Let’s talk about distribution. Probability distribution is a function that provides the probabilities of occurrences of different possible outcomes of an event (this is the Wikipedia wording because it’s 7AM and I’m toast and I can’t word it myself).

When we say random variable X has the distribution f we shall denote X \sim f.

The dispersion of values clustered around X is denoted by variance of it, and is defined as:

    \[ \boldsymbol{Var}[X] = E[(X - \bar{X})^2] \]

Where \bar{X} is the mean, or average of X. I won’t insult your intelligence by defining the average. Geez!

\sqrt{\boldsymbol{Var}} is called standard deviation. The random variables X and Y are called independent if:

    \[ Pr\{X = x \text{ and } Y = y\} = Pr\{X = x\}.Pr\{Y = y\} \]

The important properties of independent random variables are:

1)

    \[ E[XY] = E[X]E[Y] \]

2)

    \[ \boldsymbol{Var}[X + Y] = \boldsymbol{Var}[X] + \boldsymbol{Var}[Y] \]

When I started talking about probability, I talked about continuous probability vs. discrete probability. We covered discrete probability. Now to cover the difference between continuous probability and discrete probability:

1) Values are continuous. Meaning that the numbers are infinite.

2) Certain aspects of the analysis involves mathematical subtleties like measurablity.

3) Our probability space will be infinite.

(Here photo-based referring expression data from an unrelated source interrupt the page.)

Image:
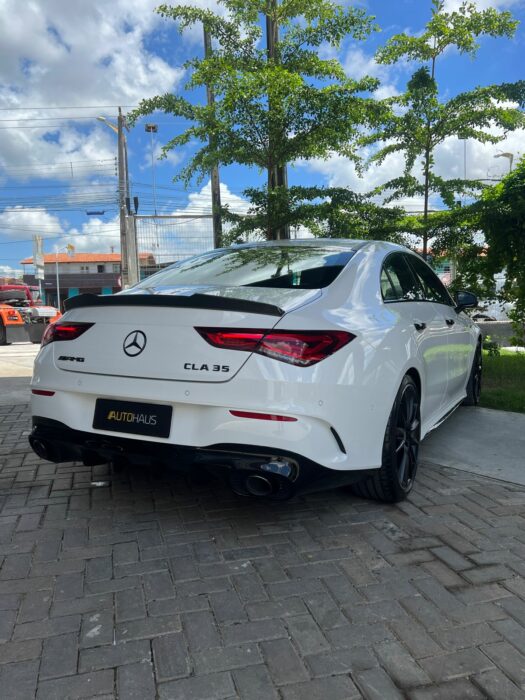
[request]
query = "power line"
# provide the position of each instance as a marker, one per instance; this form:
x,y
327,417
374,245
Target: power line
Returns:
x,y
8,109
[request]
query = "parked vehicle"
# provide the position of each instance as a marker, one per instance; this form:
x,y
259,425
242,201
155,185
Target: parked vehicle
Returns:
x,y
22,315
292,364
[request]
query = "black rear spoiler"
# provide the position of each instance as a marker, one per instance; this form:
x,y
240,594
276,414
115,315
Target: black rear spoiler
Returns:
x,y
195,301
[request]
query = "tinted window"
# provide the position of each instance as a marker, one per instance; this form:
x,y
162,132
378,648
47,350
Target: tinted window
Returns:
x,y
397,280
433,288
286,267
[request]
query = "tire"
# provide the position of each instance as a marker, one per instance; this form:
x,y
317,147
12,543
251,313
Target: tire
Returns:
x,y
394,480
474,380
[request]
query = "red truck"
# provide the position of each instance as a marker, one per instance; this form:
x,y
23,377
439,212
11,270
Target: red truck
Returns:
x,y
22,314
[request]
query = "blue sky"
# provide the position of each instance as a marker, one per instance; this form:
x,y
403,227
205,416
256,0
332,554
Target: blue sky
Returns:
x,y
62,65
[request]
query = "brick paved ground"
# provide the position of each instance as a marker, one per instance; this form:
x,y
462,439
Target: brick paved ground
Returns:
x,y
144,587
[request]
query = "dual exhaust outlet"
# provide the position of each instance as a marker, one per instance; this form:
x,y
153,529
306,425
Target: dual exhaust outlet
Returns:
x,y
273,479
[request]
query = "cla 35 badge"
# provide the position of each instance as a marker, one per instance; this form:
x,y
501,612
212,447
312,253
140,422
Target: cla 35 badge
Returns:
x,y
134,343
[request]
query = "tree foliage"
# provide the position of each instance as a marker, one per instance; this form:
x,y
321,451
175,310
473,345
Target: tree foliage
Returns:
x,y
332,212
501,217
269,110
419,120
316,108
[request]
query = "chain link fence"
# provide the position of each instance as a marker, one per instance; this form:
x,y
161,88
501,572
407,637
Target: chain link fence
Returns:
x,y
162,240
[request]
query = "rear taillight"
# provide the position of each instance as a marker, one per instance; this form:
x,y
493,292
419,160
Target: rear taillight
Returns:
x,y
64,331
301,348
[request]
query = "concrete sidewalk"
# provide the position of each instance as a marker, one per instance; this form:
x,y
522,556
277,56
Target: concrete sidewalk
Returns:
x,y
480,441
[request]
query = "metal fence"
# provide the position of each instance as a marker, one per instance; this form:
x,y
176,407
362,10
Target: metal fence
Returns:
x,y
162,240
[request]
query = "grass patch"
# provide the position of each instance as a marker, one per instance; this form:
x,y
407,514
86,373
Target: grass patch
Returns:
x,y
503,385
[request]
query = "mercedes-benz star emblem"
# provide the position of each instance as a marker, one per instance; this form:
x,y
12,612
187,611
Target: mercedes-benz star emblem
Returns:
x,y
134,343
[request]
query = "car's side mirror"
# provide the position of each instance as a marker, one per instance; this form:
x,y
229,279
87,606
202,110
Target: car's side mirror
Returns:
x,y
465,300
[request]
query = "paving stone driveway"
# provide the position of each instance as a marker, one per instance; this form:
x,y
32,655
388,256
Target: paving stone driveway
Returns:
x,y
137,585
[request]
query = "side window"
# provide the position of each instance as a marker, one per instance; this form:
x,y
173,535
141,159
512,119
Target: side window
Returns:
x,y
433,288
397,280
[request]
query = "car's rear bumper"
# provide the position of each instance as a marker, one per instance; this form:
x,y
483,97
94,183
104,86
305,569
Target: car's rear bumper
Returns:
x,y
286,473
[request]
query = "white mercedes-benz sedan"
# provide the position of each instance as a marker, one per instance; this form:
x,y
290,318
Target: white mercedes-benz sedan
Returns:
x,y
293,365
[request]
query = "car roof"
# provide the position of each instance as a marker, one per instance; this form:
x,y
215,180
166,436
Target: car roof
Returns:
x,y
347,243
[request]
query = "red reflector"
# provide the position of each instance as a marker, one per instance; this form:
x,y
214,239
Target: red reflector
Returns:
x,y
262,416
64,331
301,348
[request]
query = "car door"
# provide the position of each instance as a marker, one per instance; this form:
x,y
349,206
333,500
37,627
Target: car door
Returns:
x,y
402,291
455,326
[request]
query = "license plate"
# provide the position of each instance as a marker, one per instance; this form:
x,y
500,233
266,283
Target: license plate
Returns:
x,y
132,417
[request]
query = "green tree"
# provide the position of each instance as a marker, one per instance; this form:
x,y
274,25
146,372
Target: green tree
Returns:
x,y
270,110
420,120
501,218
333,212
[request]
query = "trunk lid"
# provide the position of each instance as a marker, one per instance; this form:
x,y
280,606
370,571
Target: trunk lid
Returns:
x,y
153,335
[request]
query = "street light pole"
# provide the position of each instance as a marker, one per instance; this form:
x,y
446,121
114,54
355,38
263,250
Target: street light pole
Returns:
x,y
58,279
153,129
122,188
129,266
214,175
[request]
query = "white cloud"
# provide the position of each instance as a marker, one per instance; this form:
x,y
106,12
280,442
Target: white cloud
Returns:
x,y
20,223
173,157
8,271
338,171
74,54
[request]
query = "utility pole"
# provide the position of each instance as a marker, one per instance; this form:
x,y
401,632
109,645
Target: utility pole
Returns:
x,y
122,190
215,180
277,174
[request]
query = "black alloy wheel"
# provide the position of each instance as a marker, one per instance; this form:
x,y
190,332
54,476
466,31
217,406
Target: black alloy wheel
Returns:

We must use probability density function instead of PMF.

PDF properties are:

1- For every s \in S we have p(s) \geq 0.

2- \int_{s\inS}p(s) = 1

But if the distribution of S is uniform, the PDF is defined as:

    \[ p(x) = \left\{ \begin{array}{lr}\frac{1}{b-a} & \text{ for } a \leq b \\ 0 & \text{ for } x < a \text{ or } x > b \end{array}\]

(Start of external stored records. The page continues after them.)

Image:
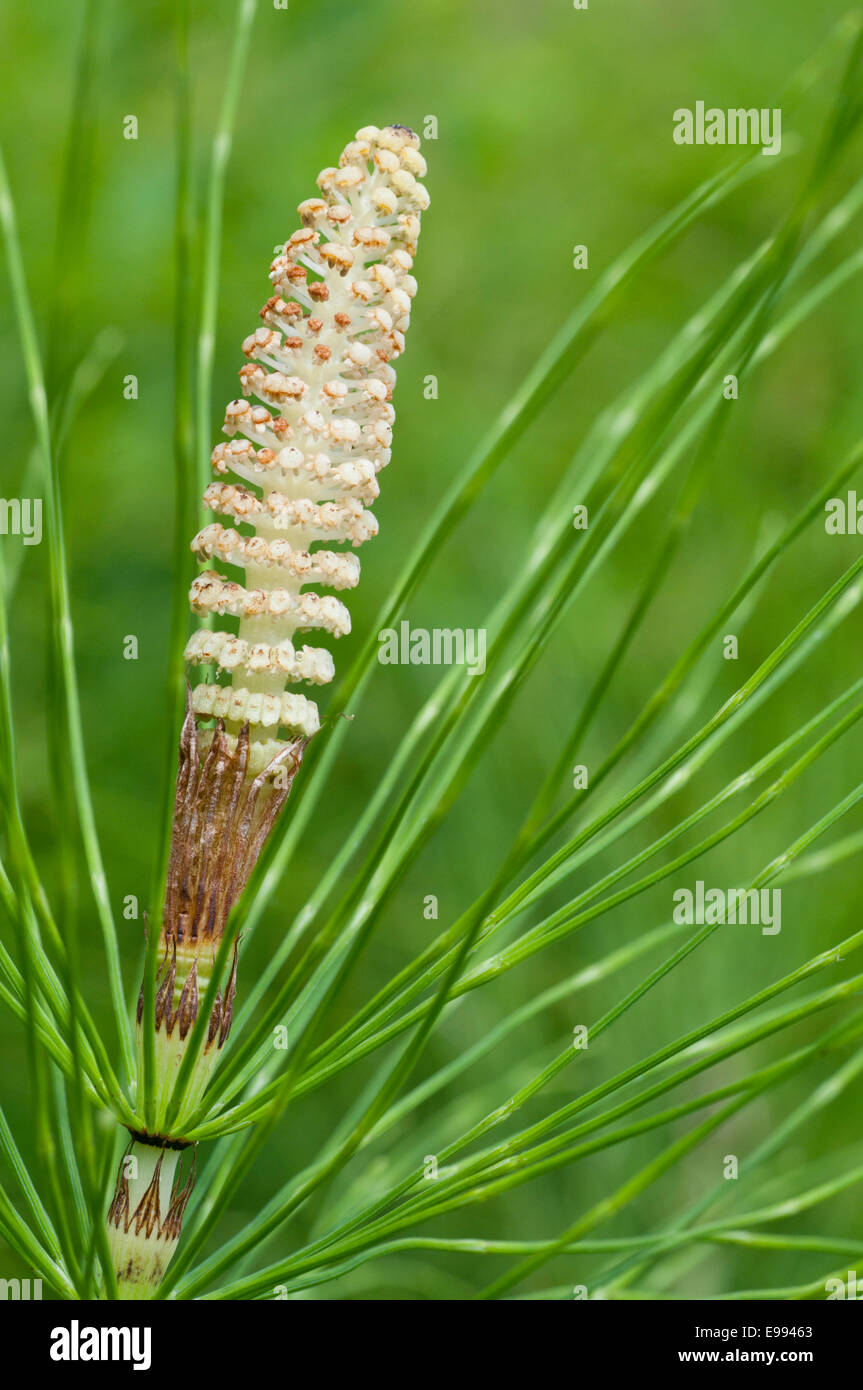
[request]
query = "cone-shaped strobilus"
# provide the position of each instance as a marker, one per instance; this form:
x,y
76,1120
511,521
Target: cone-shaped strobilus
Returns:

In continuous probability, E[X] is defined as:

    \[ E[X] := \int_{s\inS} p(s)X(s) \]

Now let’s compare the definitions of PMF and PDF:

    \[ \mathbb{PMF} \rightarrow p_y(t) = Pr\{Y = t\} \text{ for } t \in T \]

    \[ \mathbb{PDF} \rightarrow Pr\{a\leq X \leq b\} = \int_a^bp(r)dr \]

In continuous probability, random variables are better to be called random points. Because if S is a probability space, and Y : S \rightarrow T is a mapping to another space rather than \mathbb{R}, then we must call Y a random point rather than a random variable. The notion of probability density applies here as you can consider for any U \subset T we have:

    \[ Pr\{Y\in U} = \int_{u \in U} P_Y(u)du \]

Now let’s apply what we’ve learned to the sphere. A sphere has three coordinates, longitude, latitude, and colatitude. We only use longitude and colatitude in a \mathbb{R}^2, 2D Carthesian coordinates applied to random variable S, turning it into S^2. The particularization of it being:

    \[ Y : [0, 1] \times [0, 1] \rightarrow S^2 : (u, v) \rightarrow (\cos(2\pi u)\sin(\pi v), \cos(\pi v) \sin( 2\pi u) sin(\pi v)) \]

We’ll start with the uniform probability density p on [0, 1] \times [0, 1] or p(u, v) = 1. Scroll up to see the formula for uniform probability density. For notational convenience, well write (x, y, z) = Y(u, v).

We have the intuitive sense that if we pick points uniformly, randomly in the unit square and use f to convert them to points in the unit sphere, they’ll be clustered near the pole. This means that the induced probability density on T will not be uniform. The image below shows this.

We’ll now talk about ways to estimate the expected value of a continuous random variable, and using these to evaluate integrals. This is important because in rendering, we’re going to want to evaluate the reflectence integral:

    \[ L^{ref}(P, \omega_o) = \int_{\omega_i \in S_{+}^{2}}L(P, - \omega_i)f_s(P,\omega_i,\omega_0)\omega_i . \boldsymbol{n}d\omega_i, \]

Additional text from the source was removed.